Berkeley Institute for Data Science: Data Science for Social Good Spring 2017 Project
Our team has developed a webapp for the Berkeley Research Development Office to use to automatically and effectively match research grants with Berkeley researchers and faculty.
Each research grant is a description of the grant which varies in length and specificity across grants.
Here's the type of research grant data we're dealing with:
The first two sentences of the description of Innovations in Biological Imaging and Visualization
The IBIV activity supports the development of novel approaches to the analysis of biological research images through the innovative "Ideas Lab" project development and review process. The analysis and visual representation of complex biological images present daunting challenges across all scales of investigation, from multispectral analysis of foliage or algal bloom patterns in satellite images, to automated specimen classification, and tomographic reconstructions in structural biology.
Each faculty member has a bag of words we've scraped from VCResearch or from their personal webpages. Sometimes faculty members don't put a lot for their description or don't update their webpages.
Here's John Denero's bag of words from his personal webpage
['teaching', 'artificial', 'intelligence', 'education', 'educ', 'centers', 'artificial', 'intelligence', 'bair', 'teaching', 'schedule', 'foundations', 'data', 'science', 'mowefr', 'pimentel', 'completion', 'computer', 'science', 'decal', 'anova', 'teaching', 'computer', 'science', 'youth', 'soda', 'foundations', 'data', 'science', 'mowefr', 'completion', 'computer', 'science', 'eecs', 'natural', 'language', 'processing', 'tasks', 'related', 'statistical', 'machine', 'translation', 'cross-lingual', 'alignment', 'translation', 'model', 'estimation', 'translation', 'inference', 'lexicon', 'acquisition', 'unsupervised', 'grammar', 'induction', 'prior', 'spent', 'four', 'scientist', 'google', 'primarily', 'google', 'translate', 'serves', 'billion', 'translation', 'requests', 'refereed', 'naacl', 'acl', 'emnlp', 'conferences', 'author', 'composing', 'textbook', 'programming', 'computer', 'science', 'masters', 'philosophy', 'eecs']
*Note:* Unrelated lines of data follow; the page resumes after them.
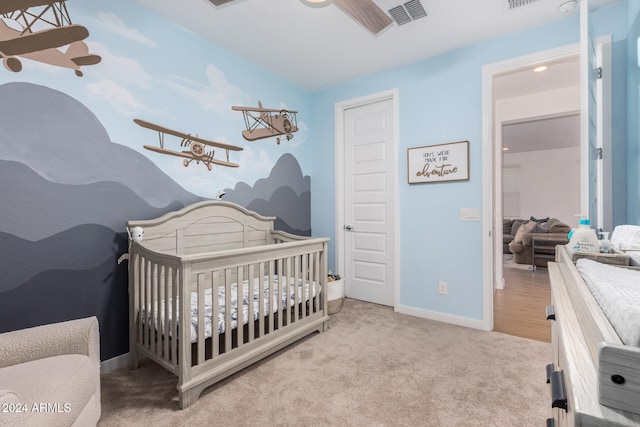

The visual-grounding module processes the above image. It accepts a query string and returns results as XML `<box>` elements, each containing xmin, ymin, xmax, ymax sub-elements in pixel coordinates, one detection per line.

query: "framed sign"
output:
<box><xmin>407</xmin><ymin>141</ymin><xmax>469</xmax><ymax>184</ymax></box>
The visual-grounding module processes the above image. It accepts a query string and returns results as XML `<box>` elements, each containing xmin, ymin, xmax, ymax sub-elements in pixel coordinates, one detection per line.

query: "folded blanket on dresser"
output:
<box><xmin>576</xmin><ymin>258</ymin><xmax>640</xmax><ymax>347</ymax></box>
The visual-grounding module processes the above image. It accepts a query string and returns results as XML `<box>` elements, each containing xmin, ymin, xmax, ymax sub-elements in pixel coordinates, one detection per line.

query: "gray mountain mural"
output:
<box><xmin>224</xmin><ymin>153</ymin><xmax>311</xmax><ymax>236</ymax></box>
<box><xmin>0</xmin><ymin>83</ymin><xmax>311</xmax><ymax>360</ymax></box>
<box><xmin>0</xmin><ymin>160</ymin><xmax>188</xmax><ymax>241</ymax></box>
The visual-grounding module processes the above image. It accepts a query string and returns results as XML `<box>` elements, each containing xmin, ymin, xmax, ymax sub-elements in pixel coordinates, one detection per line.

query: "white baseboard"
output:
<box><xmin>398</xmin><ymin>305</ymin><xmax>485</xmax><ymax>330</ymax></box>
<box><xmin>100</xmin><ymin>353</ymin><xmax>129</xmax><ymax>375</ymax></box>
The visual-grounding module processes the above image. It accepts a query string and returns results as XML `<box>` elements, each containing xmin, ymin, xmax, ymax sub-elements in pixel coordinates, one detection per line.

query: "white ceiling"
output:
<box><xmin>135</xmin><ymin>0</ymin><xmax>621</xmax><ymax>91</ymax></box>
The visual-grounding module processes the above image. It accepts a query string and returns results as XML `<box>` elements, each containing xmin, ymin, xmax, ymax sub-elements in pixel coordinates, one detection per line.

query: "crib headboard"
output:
<box><xmin>127</xmin><ymin>200</ymin><xmax>275</xmax><ymax>255</ymax></box>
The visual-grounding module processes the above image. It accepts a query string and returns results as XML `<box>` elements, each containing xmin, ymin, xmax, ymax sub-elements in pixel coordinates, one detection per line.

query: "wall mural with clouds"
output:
<box><xmin>0</xmin><ymin>0</ymin><xmax>311</xmax><ymax>360</ymax></box>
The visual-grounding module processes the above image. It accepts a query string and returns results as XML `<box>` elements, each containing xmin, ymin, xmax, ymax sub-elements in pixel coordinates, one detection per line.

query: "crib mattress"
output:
<box><xmin>142</xmin><ymin>276</ymin><xmax>320</xmax><ymax>343</ymax></box>
<box><xmin>576</xmin><ymin>258</ymin><xmax>640</xmax><ymax>347</ymax></box>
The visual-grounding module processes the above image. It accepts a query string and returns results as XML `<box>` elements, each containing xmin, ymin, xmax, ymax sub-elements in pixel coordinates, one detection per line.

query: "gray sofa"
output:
<box><xmin>508</xmin><ymin>218</ymin><xmax>571</xmax><ymax>267</ymax></box>
<box><xmin>0</xmin><ymin>317</ymin><xmax>101</xmax><ymax>427</ymax></box>
<box><xmin>502</xmin><ymin>218</ymin><xmax>529</xmax><ymax>255</ymax></box>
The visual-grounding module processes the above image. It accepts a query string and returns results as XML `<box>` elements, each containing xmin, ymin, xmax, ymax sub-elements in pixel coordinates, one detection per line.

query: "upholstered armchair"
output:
<box><xmin>0</xmin><ymin>317</ymin><xmax>101</xmax><ymax>427</ymax></box>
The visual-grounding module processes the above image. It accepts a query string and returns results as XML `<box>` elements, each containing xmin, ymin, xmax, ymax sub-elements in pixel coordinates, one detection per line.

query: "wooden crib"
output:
<box><xmin>127</xmin><ymin>200</ymin><xmax>329</xmax><ymax>409</ymax></box>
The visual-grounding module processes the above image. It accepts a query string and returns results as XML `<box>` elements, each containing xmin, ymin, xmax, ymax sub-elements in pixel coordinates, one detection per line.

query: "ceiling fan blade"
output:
<box><xmin>209</xmin><ymin>0</ymin><xmax>234</xmax><ymax>6</ymax></box>
<box><xmin>333</xmin><ymin>0</ymin><xmax>393</xmax><ymax>34</ymax></box>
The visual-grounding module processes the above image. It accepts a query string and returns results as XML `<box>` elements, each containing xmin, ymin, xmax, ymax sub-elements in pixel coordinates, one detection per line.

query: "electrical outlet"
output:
<box><xmin>438</xmin><ymin>282</ymin><xmax>447</xmax><ymax>295</ymax></box>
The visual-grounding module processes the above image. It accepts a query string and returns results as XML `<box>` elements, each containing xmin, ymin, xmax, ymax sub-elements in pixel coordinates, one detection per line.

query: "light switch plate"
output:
<box><xmin>460</xmin><ymin>208</ymin><xmax>480</xmax><ymax>221</ymax></box>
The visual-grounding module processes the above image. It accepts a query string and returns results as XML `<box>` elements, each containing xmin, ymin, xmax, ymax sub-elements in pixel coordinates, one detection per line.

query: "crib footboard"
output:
<box><xmin>129</xmin><ymin>236</ymin><xmax>329</xmax><ymax>408</ymax></box>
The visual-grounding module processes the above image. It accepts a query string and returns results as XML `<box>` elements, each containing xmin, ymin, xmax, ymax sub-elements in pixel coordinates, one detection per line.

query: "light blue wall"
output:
<box><xmin>310</xmin><ymin>3</ymin><xmax>626</xmax><ymax>320</ymax></box>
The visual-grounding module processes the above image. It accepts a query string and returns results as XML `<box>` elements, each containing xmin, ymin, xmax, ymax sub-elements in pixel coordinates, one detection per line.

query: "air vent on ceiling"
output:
<box><xmin>507</xmin><ymin>0</ymin><xmax>538</xmax><ymax>10</ymax></box>
<box><xmin>389</xmin><ymin>0</ymin><xmax>427</xmax><ymax>25</ymax></box>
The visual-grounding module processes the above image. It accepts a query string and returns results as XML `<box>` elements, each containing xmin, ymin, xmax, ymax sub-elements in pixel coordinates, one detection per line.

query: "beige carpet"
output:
<box><xmin>99</xmin><ymin>299</ymin><xmax>551</xmax><ymax>427</ymax></box>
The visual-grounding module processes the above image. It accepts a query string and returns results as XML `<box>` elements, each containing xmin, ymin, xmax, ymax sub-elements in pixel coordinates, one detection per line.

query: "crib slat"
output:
<box><xmin>151</xmin><ymin>262</ymin><xmax>162</xmax><ymax>356</ymax></box>
<box><xmin>142</xmin><ymin>259</ymin><xmax>153</xmax><ymax>348</ymax></box>
<box><xmin>268</xmin><ymin>260</ymin><xmax>278</xmax><ymax>333</ymax></box>
<box><xmin>211</xmin><ymin>271</ymin><xmax>220</xmax><ymax>358</ymax></box>
<box><xmin>293</xmin><ymin>256</ymin><xmax>300</xmax><ymax>322</ymax></box>
<box><xmin>236</xmin><ymin>266</ymin><xmax>244</xmax><ymax>347</ymax></box>
<box><xmin>224</xmin><ymin>268</ymin><xmax>233</xmax><ymax>352</ymax></box>
<box><xmin>276</xmin><ymin>258</ymin><xmax>287</xmax><ymax>329</ymax></box>
<box><xmin>196</xmin><ymin>273</ymin><xmax>205</xmax><ymax>365</ymax></box>
<box><xmin>309</xmin><ymin>252</ymin><xmax>318</xmax><ymax>315</ymax></box>
<box><xmin>247</xmin><ymin>264</ymin><xmax>256</xmax><ymax>342</ymax></box>
<box><xmin>171</xmin><ymin>268</ymin><xmax>180</xmax><ymax>364</ymax></box>
<box><xmin>301</xmin><ymin>254</ymin><xmax>312</xmax><ymax>319</ymax></box>
<box><xmin>136</xmin><ymin>255</ymin><xmax>147</xmax><ymax>344</ymax></box>
<box><xmin>162</xmin><ymin>266</ymin><xmax>171</xmax><ymax>360</ymax></box>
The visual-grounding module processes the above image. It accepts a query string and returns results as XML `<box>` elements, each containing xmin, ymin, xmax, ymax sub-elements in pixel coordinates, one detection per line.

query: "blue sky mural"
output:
<box><xmin>0</xmin><ymin>0</ymin><xmax>311</xmax><ymax>360</ymax></box>
<box><xmin>0</xmin><ymin>0</ymin><xmax>308</xmax><ymax>203</ymax></box>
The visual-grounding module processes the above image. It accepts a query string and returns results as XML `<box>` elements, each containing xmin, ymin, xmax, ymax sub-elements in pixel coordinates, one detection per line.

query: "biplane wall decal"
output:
<box><xmin>231</xmin><ymin>101</ymin><xmax>298</xmax><ymax>144</ymax></box>
<box><xmin>0</xmin><ymin>0</ymin><xmax>102</xmax><ymax>77</ymax></box>
<box><xmin>133</xmin><ymin>119</ymin><xmax>243</xmax><ymax>170</ymax></box>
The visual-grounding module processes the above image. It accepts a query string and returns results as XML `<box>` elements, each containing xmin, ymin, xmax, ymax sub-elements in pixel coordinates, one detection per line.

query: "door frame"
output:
<box><xmin>482</xmin><ymin>43</ymin><xmax>580</xmax><ymax>331</ymax></box>
<box><xmin>482</xmin><ymin>35</ymin><xmax>612</xmax><ymax>331</ymax></box>
<box><xmin>334</xmin><ymin>89</ymin><xmax>400</xmax><ymax>311</ymax></box>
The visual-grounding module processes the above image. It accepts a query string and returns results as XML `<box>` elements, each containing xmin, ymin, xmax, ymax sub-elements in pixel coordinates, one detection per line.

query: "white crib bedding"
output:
<box><xmin>142</xmin><ymin>275</ymin><xmax>320</xmax><ymax>343</ymax></box>
<box><xmin>576</xmin><ymin>258</ymin><xmax>640</xmax><ymax>347</ymax></box>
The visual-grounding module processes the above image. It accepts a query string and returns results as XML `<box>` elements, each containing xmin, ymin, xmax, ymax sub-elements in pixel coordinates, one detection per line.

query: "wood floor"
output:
<box><xmin>493</xmin><ymin>268</ymin><xmax>551</xmax><ymax>342</ymax></box>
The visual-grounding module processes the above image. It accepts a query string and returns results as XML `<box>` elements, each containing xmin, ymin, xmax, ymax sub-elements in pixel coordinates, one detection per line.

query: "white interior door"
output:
<box><xmin>341</xmin><ymin>99</ymin><xmax>396</xmax><ymax>306</ymax></box>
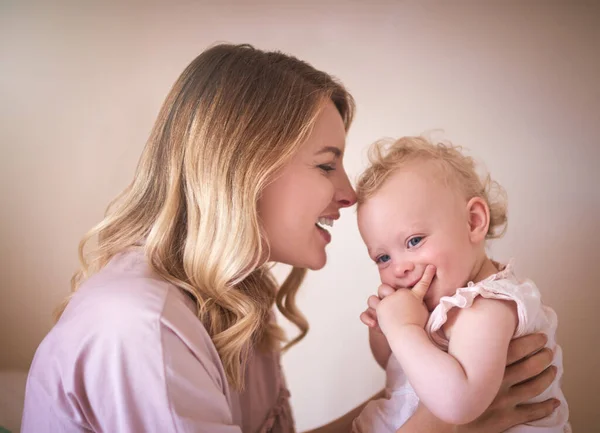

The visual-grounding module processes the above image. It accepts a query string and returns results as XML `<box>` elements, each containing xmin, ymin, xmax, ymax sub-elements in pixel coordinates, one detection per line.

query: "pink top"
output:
<box><xmin>21</xmin><ymin>251</ymin><xmax>294</xmax><ymax>433</ymax></box>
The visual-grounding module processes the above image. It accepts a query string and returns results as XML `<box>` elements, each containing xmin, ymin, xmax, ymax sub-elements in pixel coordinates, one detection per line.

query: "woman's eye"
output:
<box><xmin>408</xmin><ymin>236</ymin><xmax>423</xmax><ymax>248</ymax></box>
<box><xmin>375</xmin><ymin>254</ymin><xmax>392</xmax><ymax>264</ymax></box>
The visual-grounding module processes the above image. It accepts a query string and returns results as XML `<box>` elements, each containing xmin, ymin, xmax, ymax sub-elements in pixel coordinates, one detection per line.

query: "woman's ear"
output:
<box><xmin>467</xmin><ymin>197</ymin><xmax>490</xmax><ymax>244</ymax></box>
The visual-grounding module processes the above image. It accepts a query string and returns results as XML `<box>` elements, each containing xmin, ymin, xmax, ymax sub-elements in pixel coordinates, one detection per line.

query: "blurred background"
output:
<box><xmin>0</xmin><ymin>0</ymin><xmax>600</xmax><ymax>432</ymax></box>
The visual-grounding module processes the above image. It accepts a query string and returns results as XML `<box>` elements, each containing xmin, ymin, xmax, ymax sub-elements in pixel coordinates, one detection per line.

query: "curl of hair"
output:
<box><xmin>356</xmin><ymin>137</ymin><xmax>508</xmax><ymax>239</ymax></box>
<box><xmin>57</xmin><ymin>44</ymin><xmax>354</xmax><ymax>390</ymax></box>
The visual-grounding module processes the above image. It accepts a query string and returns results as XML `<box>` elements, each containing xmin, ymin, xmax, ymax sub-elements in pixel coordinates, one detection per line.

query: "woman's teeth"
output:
<box><xmin>317</xmin><ymin>218</ymin><xmax>333</xmax><ymax>230</ymax></box>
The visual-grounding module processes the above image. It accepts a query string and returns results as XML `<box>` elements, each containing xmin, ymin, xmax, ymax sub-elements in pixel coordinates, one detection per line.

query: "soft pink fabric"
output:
<box><xmin>353</xmin><ymin>263</ymin><xmax>571</xmax><ymax>433</ymax></box>
<box><xmin>22</xmin><ymin>251</ymin><xmax>294</xmax><ymax>433</ymax></box>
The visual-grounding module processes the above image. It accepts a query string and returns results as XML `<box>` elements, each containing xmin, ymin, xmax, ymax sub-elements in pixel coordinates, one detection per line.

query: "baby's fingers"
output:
<box><xmin>412</xmin><ymin>265</ymin><xmax>436</xmax><ymax>301</ymax></box>
<box><xmin>360</xmin><ymin>308</ymin><xmax>377</xmax><ymax>328</ymax></box>
<box><xmin>377</xmin><ymin>284</ymin><xmax>396</xmax><ymax>299</ymax></box>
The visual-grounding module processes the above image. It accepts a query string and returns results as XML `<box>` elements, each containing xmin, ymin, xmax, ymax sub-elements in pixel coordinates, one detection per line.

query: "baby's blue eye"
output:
<box><xmin>375</xmin><ymin>254</ymin><xmax>392</xmax><ymax>264</ymax></box>
<box><xmin>408</xmin><ymin>236</ymin><xmax>423</xmax><ymax>248</ymax></box>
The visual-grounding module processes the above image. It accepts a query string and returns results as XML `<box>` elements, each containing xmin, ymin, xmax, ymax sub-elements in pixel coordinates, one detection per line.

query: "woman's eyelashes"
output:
<box><xmin>317</xmin><ymin>164</ymin><xmax>335</xmax><ymax>173</ymax></box>
<box><xmin>406</xmin><ymin>236</ymin><xmax>423</xmax><ymax>248</ymax></box>
<box><xmin>375</xmin><ymin>254</ymin><xmax>392</xmax><ymax>265</ymax></box>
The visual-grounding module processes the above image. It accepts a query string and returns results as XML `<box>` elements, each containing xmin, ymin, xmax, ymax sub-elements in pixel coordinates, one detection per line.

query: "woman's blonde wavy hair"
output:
<box><xmin>57</xmin><ymin>44</ymin><xmax>354</xmax><ymax>390</ymax></box>
<box><xmin>356</xmin><ymin>137</ymin><xmax>508</xmax><ymax>239</ymax></box>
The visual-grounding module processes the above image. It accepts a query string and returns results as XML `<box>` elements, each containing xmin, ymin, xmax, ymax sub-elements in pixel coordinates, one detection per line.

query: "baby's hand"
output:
<box><xmin>375</xmin><ymin>265</ymin><xmax>436</xmax><ymax>338</ymax></box>
<box><xmin>360</xmin><ymin>284</ymin><xmax>396</xmax><ymax>332</ymax></box>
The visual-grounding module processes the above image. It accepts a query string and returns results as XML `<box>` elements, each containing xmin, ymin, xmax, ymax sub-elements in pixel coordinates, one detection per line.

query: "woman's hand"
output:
<box><xmin>454</xmin><ymin>334</ymin><xmax>559</xmax><ymax>433</ymax></box>
<box><xmin>397</xmin><ymin>334</ymin><xmax>558</xmax><ymax>433</ymax></box>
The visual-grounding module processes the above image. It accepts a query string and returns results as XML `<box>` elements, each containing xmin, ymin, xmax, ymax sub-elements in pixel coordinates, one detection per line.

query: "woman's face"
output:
<box><xmin>258</xmin><ymin>102</ymin><xmax>356</xmax><ymax>270</ymax></box>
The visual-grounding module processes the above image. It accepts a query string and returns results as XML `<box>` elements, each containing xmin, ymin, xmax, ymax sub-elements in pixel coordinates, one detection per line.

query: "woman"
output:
<box><xmin>23</xmin><ymin>45</ymin><xmax>554</xmax><ymax>433</ymax></box>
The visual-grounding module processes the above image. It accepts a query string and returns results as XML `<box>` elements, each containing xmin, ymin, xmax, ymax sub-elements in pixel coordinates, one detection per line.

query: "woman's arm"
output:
<box><xmin>387</xmin><ymin>298</ymin><xmax>517</xmax><ymax>424</ymax></box>
<box><xmin>397</xmin><ymin>334</ymin><xmax>559</xmax><ymax>433</ymax></box>
<box><xmin>305</xmin><ymin>390</ymin><xmax>383</xmax><ymax>433</ymax></box>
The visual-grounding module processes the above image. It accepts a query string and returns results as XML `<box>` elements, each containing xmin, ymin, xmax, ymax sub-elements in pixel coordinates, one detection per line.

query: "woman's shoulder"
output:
<box><xmin>36</xmin><ymin>251</ymin><xmax>220</xmax><ymax>372</ymax></box>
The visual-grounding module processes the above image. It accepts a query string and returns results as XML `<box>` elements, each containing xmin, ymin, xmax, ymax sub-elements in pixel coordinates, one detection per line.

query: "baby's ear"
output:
<box><xmin>467</xmin><ymin>197</ymin><xmax>490</xmax><ymax>244</ymax></box>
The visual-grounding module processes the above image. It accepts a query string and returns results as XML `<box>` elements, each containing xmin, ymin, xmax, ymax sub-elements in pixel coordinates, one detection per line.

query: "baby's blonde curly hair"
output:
<box><xmin>356</xmin><ymin>137</ymin><xmax>508</xmax><ymax>239</ymax></box>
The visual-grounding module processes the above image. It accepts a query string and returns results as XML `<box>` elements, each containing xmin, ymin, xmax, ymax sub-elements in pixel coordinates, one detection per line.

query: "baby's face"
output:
<box><xmin>358</xmin><ymin>162</ymin><xmax>478</xmax><ymax>311</ymax></box>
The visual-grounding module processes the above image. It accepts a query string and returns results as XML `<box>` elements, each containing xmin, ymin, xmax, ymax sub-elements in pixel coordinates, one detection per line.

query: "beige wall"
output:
<box><xmin>0</xmin><ymin>0</ymin><xmax>600</xmax><ymax>432</ymax></box>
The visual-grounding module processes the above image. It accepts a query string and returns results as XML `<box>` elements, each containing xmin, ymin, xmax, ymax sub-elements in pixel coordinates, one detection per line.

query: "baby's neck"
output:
<box><xmin>470</xmin><ymin>253</ymin><xmax>500</xmax><ymax>283</ymax></box>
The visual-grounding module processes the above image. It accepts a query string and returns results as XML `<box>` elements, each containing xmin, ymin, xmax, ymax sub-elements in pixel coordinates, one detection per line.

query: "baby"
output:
<box><xmin>354</xmin><ymin>137</ymin><xmax>571</xmax><ymax>433</ymax></box>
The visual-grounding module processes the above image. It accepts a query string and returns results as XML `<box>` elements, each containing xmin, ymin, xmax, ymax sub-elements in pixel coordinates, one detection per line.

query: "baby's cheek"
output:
<box><xmin>379</xmin><ymin>266</ymin><xmax>396</xmax><ymax>287</ymax></box>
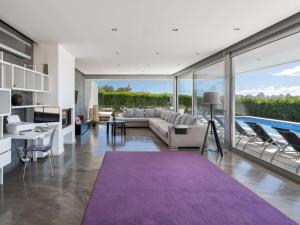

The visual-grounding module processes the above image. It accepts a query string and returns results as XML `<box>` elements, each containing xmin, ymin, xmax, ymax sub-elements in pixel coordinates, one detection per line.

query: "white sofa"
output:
<box><xmin>118</xmin><ymin>108</ymin><xmax>206</xmax><ymax>149</ymax></box>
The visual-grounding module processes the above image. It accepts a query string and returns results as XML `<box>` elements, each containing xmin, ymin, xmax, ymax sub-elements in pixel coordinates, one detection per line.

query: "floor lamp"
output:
<box><xmin>201</xmin><ymin>92</ymin><xmax>223</xmax><ymax>157</ymax></box>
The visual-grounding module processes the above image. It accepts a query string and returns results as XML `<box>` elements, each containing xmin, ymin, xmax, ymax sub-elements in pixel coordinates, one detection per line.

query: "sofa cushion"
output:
<box><xmin>165</xmin><ymin>111</ymin><xmax>172</xmax><ymax>122</ymax></box>
<box><xmin>154</xmin><ymin>109</ymin><xmax>161</xmax><ymax>117</ymax></box>
<box><xmin>117</xmin><ymin>117</ymin><xmax>148</xmax><ymax>123</ymax></box>
<box><xmin>124</xmin><ymin>108</ymin><xmax>134</xmax><ymax>118</ymax></box>
<box><xmin>180</xmin><ymin>114</ymin><xmax>189</xmax><ymax>125</ymax></box>
<box><xmin>167</xmin><ymin>112</ymin><xmax>173</xmax><ymax>123</ymax></box>
<box><xmin>158</xmin><ymin>122</ymin><xmax>170</xmax><ymax>137</ymax></box>
<box><xmin>160</xmin><ymin>110</ymin><xmax>167</xmax><ymax>119</ymax></box>
<box><xmin>185</xmin><ymin>116</ymin><xmax>197</xmax><ymax>125</ymax></box>
<box><xmin>174</xmin><ymin>115</ymin><xmax>182</xmax><ymax>125</ymax></box>
<box><xmin>145</xmin><ymin>109</ymin><xmax>155</xmax><ymax>117</ymax></box>
<box><xmin>134</xmin><ymin>109</ymin><xmax>145</xmax><ymax>118</ymax></box>
<box><xmin>170</xmin><ymin>113</ymin><xmax>180</xmax><ymax>124</ymax></box>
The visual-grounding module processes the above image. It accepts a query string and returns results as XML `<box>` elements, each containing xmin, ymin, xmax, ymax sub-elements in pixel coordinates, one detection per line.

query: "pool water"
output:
<box><xmin>235</xmin><ymin>116</ymin><xmax>300</xmax><ymax>135</ymax></box>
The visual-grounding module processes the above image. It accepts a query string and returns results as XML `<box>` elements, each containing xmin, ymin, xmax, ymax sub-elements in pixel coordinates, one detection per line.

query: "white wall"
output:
<box><xmin>84</xmin><ymin>79</ymin><xmax>98</xmax><ymax>119</ymax></box>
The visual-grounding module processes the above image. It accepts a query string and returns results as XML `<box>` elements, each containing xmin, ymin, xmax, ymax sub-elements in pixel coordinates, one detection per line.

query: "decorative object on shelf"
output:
<box><xmin>75</xmin><ymin>116</ymin><xmax>82</xmax><ymax>125</ymax></box>
<box><xmin>43</xmin><ymin>64</ymin><xmax>48</xmax><ymax>75</ymax></box>
<box><xmin>11</xmin><ymin>94</ymin><xmax>23</xmax><ymax>106</ymax></box>
<box><xmin>201</xmin><ymin>92</ymin><xmax>223</xmax><ymax>157</ymax></box>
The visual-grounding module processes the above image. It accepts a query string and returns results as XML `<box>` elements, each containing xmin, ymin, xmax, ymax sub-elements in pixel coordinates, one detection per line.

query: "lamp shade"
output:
<box><xmin>203</xmin><ymin>92</ymin><xmax>221</xmax><ymax>105</ymax></box>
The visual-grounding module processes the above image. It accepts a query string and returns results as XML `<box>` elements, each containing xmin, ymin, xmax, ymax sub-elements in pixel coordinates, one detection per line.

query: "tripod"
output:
<box><xmin>201</xmin><ymin>104</ymin><xmax>223</xmax><ymax>157</ymax></box>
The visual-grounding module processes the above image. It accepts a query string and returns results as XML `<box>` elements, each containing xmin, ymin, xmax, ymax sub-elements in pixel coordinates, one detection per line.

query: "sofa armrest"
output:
<box><xmin>168</xmin><ymin>125</ymin><xmax>206</xmax><ymax>148</ymax></box>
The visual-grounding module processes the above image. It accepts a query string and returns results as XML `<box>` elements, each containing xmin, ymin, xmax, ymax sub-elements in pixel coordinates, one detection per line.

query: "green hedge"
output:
<box><xmin>236</xmin><ymin>97</ymin><xmax>300</xmax><ymax>122</ymax></box>
<box><xmin>98</xmin><ymin>91</ymin><xmax>172</xmax><ymax>110</ymax></box>
<box><xmin>99</xmin><ymin>91</ymin><xmax>300</xmax><ymax>122</ymax></box>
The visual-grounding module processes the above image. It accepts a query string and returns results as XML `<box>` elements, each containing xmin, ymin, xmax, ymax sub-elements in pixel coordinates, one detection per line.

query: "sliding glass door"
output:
<box><xmin>233</xmin><ymin>33</ymin><xmax>300</xmax><ymax>173</ymax></box>
<box><xmin>177</xmin><ymin>72</ymin><xmax>193</xmax><ymax>114</ymax></box>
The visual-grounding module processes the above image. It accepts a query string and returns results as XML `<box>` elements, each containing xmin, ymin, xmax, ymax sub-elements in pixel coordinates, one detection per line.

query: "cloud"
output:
<box><xmin>273</xmin><ymin>66</ymin><xmax>300</xmax><ymax>77</ymax></box>
<box><xmin>236</xmin><ymin>86</ymin><xmax>300</xmax><ymax>96</ymax></box>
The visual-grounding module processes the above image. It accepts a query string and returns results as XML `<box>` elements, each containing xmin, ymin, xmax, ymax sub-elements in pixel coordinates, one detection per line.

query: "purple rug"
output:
<box><xmin>82</xmin><ymin>152</ymin><xmax>296</xmax><ymax>225</ymax></box>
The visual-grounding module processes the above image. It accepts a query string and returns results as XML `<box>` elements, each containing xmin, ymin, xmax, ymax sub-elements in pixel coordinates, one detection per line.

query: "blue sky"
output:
<box><xmin>98</xmin><ymin>61</ymin><xmax>300</xmax><ymax>96</ymax></box>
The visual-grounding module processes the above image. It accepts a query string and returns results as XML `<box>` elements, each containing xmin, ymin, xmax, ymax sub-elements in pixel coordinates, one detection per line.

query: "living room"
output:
<box><xmin>0</xmin><ymin>0</ymin><xmax>300</xmax><ymax>225</ymax></box>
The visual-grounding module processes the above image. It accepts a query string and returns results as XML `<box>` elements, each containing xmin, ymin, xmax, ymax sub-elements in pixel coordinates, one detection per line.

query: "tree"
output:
<box><xmin>99</xmin><ymin>85</ymin><xmax>114</xmax><ymax>92</ymax></box>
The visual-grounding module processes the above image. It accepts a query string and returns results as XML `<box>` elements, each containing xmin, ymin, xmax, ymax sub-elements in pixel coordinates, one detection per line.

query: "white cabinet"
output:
<box><xmin>0</xmin><ymin>138</ymin><xmax>11</xmax><ymax>185</ymax></box>
<box><xmin>0</xmin><ymin>60</ymin><xmax>12</xmax><ymax>89</ymax></box>
<box><xmin>0</xmin><ymin>88</ymin><xmax>11</xmax><ymax>116</ymax></box>
<box><xmin>11</xmin><ymin>65</ymin><xmax>50</xmax><ymax>92</ymax></box>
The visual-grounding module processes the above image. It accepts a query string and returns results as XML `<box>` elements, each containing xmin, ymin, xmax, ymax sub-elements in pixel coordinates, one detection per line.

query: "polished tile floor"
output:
<box><xmin>0</xmin><ymin>125</ymin><xmax>300</xmax><ymax>225</ymax></box>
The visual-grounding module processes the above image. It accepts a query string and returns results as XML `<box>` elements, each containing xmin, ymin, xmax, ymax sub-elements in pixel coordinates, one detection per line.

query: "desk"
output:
<box><xmin>4</xmin><ymin>127</ymin><xmax>54</xmax><ymax>161</ymax></box>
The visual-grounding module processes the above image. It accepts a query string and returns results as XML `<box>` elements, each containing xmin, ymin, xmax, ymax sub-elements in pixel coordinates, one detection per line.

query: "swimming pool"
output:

Each faculty member also has a list of research grant titles that they were awarded (if any).
We used two methods to match research grants to faculty and faculty to research grants.
The first is using TF-IDF (Term Frequency Inverse Doc Frequency) and past research grant awards. We created two vector spaces, one containing faculty website words and the other consisting of grants, both vectorized with their corresponding TF-IDF over their respective corpus. Our rationale for two separate vector spaces is that we noticed grants tend to have a different set of vocabulary than faculty data (such as from their websites). The vocabulary and IDF vectors are learned from our entire grants database, including grants from grants.gov and NSF. We also keep track of a professor's past grant history, which we use to find grant matches. To match a new grant to faculty, vectorize the grant in the grant space and find the k-nearest neighbors to the grant of those that faculty have taken on in the past, and recommend the grant to the corresponding faculty. The advantages of this method include recommending grants that are similar to those a particular faculty has taken on in the past, which may be more representative of the faculty member's grant interests, and TF-IDF vectors that better model the similarities. Things to keep in mind and possible improvements include how to incorporate department data and the cold start problem (also including faculty with less grant history).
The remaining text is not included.